[VIEWPOINT]Setting aside ideology for policy reformLawmaker Ahn Young-keun is an interesting politician. He was outside the mainstream when he belonged to the Grand National Party and later the Uri Party. Early last year, he insisted that President Roh Moo-hyun break away from the Uri Party. Since he also said if reform forces, including Rhyu Si-min, seceded from the Uri Party many party members would be laughing in the men’s room, he was in a difficult position.
Looking at his remarks and resume, it would be easy to conclude Mr. Ahn is a person who just has to resist everything, or he’s immature and just likes to be different from everyone else.
At least, I thought so. When he was a student at Inha University, he was sentenced to 18 months in prison for violation of the country’s emergency measure No. 9. In 1980, he was imprisoned for one year for violation of martial law. In 1983, he was kept behind bars again for one year for violation of the National Security Law. He worked as a senior member of an association for social movement in the Incheon region. He also served as a senior member of an association of democracy movement organizations.
Despite these experiences, he received the Grand National Party’s nomination for the National Assembly in 2000, which did not seem natural at all. His move was suspicious enough to be regarded an act of betrayal as if he was abandoning his progressive ideas in pursuit of power.
In July 2003, he broke from the Grand National Party and joined the newly-formed Uri Party. Since he was elected with the GNP suspicion arose that he moved to the ruling party because the former failed to gain power. If he had become a key figure in the ruling party, this suspicion would have become a conviction. However, he did not join the mainstream in the ruling party, because he frequently criticized the president and powerful figures in the administration. Since early this year, he has been publicly supporting former prime minister Goh Kun, who is widely expected to run for the presidency. I often wonder if Mr. Ahn was meant to be an outsider who cannot get accustomed to life as a member of an organization.

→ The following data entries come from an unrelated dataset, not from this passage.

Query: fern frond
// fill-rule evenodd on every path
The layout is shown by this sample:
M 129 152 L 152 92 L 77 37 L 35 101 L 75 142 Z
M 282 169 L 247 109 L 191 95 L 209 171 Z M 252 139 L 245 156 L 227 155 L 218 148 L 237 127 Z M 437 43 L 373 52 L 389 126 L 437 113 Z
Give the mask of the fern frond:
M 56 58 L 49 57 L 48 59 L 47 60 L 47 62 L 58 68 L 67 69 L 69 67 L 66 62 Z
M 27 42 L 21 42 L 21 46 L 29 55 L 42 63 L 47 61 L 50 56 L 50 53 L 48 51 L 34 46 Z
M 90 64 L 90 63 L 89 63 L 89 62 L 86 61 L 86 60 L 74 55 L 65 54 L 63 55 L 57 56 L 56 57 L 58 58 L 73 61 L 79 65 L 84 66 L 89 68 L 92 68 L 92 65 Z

But this prejudice was broken when I heard that he had changed his stance on the National Security Law. He insisted on abandonment of the National Security Law at a Grand National Party seminar in Aug. 2000, and he was marked as a troublemaker by then-chairman Lee Hoi-chang and other senior members. The party expected to unanimously agree on keeping the law, but Mr. Ahn insisted that the records note a member had insisted on abolishing the law although it was a minority opinion. However, in late 2004 when he was a Uri member, he opposed abolition of the National Security Law amid debates on four major controversial bills. He supported a rewritten version or an alternative law. If he was only after power, he would have, or should have, been in favor of keeping the law when he belonged to the Grand National Party, and abolishing the law when he migrated to the Uri Party.
Curious about his intentions, I looked up his past remarks and asked him questions in person.
Mr. Ahn said that, ironically, the Grand National Party is the only political group that can abolish the National Security Law. By this he meant that if the Grand National Party wants to abandon the law, people will feel safe, but if the Uri Party were to do that, the people would feel very insecure.
He wrote a statement appealing to moderates inside the ruling party. This statement clearly revealed his ideas. He wrote: “Managing the country should be done very carefully, as if one were the captain of an aircraft carrier. If one manages the country as if sailing a small boat, public opinion will not follow... Reforms should be made in accordance with public opinion... Negotiations with opposition parties should be done with a flexible approach.” His arguments are persuasive because he was a victim of the National Security Law. We cannot know whether Mr. Ahn will be able to stay in politics as he wants. But his flexibility on the National Security Law sends a great message to Korea’s politics, which are frequently caught up in extreme head-on confrontations.
Why does the ruling party hesitate to say, “We cannot live as a hostage to North Korea’s nuclear weapons?” Why can’t the Grand National Party say that the issue should be resolved by direct dialogue between the United States and North Korea? When will the word “peace” stop being the exclusive slogan of progressives, and the word “security” that of conservatives? Can growth and fair distribution of its benefits never coexist?
When politicians can be flexible with their political convictions when they make policies, healthy conservatism and stable progress can be achieved. Otherwise, the people have no choice but to choose a lesser evil, instead of choosing a better alternative.
*The writer is an editorial writer of the JoongAng Ilbo.